Although Rickettsia spp. DNA was detected in tick pools, the possibility that this DNA was contained in the dog’s blood ingested by the tick during feeding cannot be ruled out, particularly considering that females with varying degrees of engorgement were included in the pools. Nonetheless, it is interesting to note that the bacteraemia produced by R. rickettsii in dogs is transient, lasting from 3 to 13 days under experimental conditions [10, 26]. Therefore, there is also a possibility that some of these females were already infected before feeding on these dogs. As previously mentioned, R. sanguineus (s.l.) is a recognized vector of R. rickettsii in some epidemic foci of RMSF [27], including in northern Mexico and south-western USA [1, 3, 5], where this tick is the primary vector of this pathogen.

Although brown dog ticks are considered to display low affinity for humans [28], previous studies indicate that human parasitism may be more common than previously recognized in some regions [29,30,31]. Moreover, R sanguineus (s.l.) constitutes a complex of species [11, 12, 32], whose degree of affinity to humans and other non-canine hosts should be better investigated.

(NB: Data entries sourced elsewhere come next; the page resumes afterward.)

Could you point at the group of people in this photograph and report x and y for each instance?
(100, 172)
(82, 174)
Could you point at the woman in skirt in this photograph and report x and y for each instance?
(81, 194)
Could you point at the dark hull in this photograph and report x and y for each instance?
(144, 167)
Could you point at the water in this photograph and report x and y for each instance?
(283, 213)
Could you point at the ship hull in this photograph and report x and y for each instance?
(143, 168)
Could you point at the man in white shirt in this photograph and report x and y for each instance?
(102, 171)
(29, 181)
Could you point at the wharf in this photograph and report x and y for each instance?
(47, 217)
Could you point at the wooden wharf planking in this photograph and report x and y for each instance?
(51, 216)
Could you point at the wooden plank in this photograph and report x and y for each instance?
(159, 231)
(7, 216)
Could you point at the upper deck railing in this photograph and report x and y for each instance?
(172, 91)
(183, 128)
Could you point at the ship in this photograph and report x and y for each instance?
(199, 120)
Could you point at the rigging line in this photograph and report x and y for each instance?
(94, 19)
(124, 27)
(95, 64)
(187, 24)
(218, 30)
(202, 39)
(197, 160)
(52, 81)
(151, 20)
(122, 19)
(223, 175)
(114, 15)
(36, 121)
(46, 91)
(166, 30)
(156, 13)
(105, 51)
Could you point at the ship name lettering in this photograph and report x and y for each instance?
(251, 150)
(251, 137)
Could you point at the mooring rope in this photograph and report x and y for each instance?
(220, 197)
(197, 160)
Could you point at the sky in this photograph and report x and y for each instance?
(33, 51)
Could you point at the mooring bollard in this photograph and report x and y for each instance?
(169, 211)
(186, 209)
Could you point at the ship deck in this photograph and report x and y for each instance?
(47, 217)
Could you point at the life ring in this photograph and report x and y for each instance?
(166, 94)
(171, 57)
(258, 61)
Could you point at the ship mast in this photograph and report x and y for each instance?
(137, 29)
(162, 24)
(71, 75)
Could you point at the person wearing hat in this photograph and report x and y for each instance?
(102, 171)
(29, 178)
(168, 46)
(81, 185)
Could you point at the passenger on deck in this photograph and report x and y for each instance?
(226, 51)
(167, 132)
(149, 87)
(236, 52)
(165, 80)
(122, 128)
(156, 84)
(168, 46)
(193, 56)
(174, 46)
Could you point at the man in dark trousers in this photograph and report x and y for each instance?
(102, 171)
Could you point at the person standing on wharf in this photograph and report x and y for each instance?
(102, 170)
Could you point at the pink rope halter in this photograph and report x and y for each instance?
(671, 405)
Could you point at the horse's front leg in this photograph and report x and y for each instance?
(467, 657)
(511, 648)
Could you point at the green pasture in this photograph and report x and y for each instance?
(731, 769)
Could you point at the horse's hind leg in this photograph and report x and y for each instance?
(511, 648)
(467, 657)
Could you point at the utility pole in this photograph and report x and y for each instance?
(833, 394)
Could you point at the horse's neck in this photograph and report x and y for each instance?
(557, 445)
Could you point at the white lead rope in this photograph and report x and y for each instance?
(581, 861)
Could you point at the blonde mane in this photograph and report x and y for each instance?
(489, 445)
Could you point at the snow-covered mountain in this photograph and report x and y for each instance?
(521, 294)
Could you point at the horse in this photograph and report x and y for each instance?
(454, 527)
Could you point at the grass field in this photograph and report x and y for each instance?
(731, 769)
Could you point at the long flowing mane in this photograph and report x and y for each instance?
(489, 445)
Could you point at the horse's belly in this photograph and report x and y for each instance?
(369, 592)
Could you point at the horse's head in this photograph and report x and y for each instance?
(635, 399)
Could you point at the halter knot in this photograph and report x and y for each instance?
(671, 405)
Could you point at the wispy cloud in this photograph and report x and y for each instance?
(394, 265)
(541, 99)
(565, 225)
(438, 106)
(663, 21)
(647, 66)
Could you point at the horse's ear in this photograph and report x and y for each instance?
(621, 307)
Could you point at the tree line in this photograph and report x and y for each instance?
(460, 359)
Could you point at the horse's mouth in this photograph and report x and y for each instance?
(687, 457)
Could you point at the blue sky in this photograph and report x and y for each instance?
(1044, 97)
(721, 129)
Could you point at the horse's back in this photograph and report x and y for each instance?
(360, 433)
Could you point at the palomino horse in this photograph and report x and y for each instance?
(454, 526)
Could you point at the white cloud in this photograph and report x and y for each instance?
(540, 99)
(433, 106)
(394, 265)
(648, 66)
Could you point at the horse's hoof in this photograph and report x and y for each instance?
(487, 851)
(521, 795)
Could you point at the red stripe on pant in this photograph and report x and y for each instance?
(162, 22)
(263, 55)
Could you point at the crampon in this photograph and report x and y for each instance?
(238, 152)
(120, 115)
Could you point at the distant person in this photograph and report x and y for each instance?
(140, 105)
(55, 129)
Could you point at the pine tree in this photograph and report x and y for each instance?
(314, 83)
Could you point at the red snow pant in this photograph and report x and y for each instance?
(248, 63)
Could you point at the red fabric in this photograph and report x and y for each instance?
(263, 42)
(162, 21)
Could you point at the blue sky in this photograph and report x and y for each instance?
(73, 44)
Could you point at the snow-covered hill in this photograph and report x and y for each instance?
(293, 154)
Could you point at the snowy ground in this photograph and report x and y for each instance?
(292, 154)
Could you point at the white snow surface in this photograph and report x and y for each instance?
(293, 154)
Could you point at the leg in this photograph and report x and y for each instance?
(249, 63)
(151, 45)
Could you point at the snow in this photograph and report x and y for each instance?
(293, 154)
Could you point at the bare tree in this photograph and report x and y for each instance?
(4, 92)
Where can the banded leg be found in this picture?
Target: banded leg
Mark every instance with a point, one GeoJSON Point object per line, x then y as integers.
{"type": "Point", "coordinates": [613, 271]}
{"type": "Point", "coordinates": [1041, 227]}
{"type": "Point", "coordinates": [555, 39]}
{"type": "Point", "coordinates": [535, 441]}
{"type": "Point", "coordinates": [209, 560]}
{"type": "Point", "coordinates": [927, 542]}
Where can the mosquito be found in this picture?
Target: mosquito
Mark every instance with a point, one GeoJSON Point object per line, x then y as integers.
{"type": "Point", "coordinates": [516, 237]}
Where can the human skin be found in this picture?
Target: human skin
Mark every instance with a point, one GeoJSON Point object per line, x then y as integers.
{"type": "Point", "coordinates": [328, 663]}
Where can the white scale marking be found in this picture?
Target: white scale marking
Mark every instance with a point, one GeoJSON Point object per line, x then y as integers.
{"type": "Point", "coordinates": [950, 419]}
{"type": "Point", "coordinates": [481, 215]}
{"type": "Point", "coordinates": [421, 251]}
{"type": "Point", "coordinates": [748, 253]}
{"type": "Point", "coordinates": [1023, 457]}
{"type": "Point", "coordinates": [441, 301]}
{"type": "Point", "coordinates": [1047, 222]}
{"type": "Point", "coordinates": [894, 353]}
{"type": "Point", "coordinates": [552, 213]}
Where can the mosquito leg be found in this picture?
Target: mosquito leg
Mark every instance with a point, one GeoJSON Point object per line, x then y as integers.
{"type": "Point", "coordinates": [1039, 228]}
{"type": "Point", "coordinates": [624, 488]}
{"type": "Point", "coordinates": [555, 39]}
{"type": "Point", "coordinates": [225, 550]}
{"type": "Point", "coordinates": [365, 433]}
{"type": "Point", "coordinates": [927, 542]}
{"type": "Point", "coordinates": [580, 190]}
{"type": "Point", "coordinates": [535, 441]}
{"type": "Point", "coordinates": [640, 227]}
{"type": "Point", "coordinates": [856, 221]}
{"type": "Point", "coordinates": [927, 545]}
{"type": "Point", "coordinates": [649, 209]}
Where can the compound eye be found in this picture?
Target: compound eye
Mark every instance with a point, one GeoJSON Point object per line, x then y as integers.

Even though all dogs enrolled in this study were found free roaming in the streets of the investigated municipalities, most of them are in daily contact with people. In some cases, people from the local communities declared themselves as owners of the dogs and reported that they were typically living outdoors during the day and indoors during the night. This behaviour may contribute to the introduction to ticks into the houses, potentially increasing the risk of R. rickettsii transmission. This highlights the need for One Health education initiatives in the RMSF-endemic regions in Mexico, to inform dog owners and the general population about responsible ownership as well as to increase awareness regarding ticks and tick control in dogs. The community-wide application of long-acting tick collars may be effective in controlling focal outbreaks [33], but should be promoted by public-private partnerships, considering that many dog owners may not be able to handle the costs of permanent tick control. Other interventions such as dog spay and neuter programs and treatment of houses against ticks may also be needed [33].

Conclusions

The present study confirms the presence of R. rickettsii and R. rhipicephali circulating among R. sanguineus (s.l.) collected from free-roaming dogs in Coahuila, where RMSF is endemic. This suggests that free-roaming dogs may play a role in the dissemination of R. rickettsii-infected ticks in this region. Further research is required to assess whether ticks from free-roaming dogs could serve as indicators for the molecular xenomonitoring of R. rickettsii in areas witnessing epidemics of RMSF associated with massive R. sanguineus (s.l.) infestation.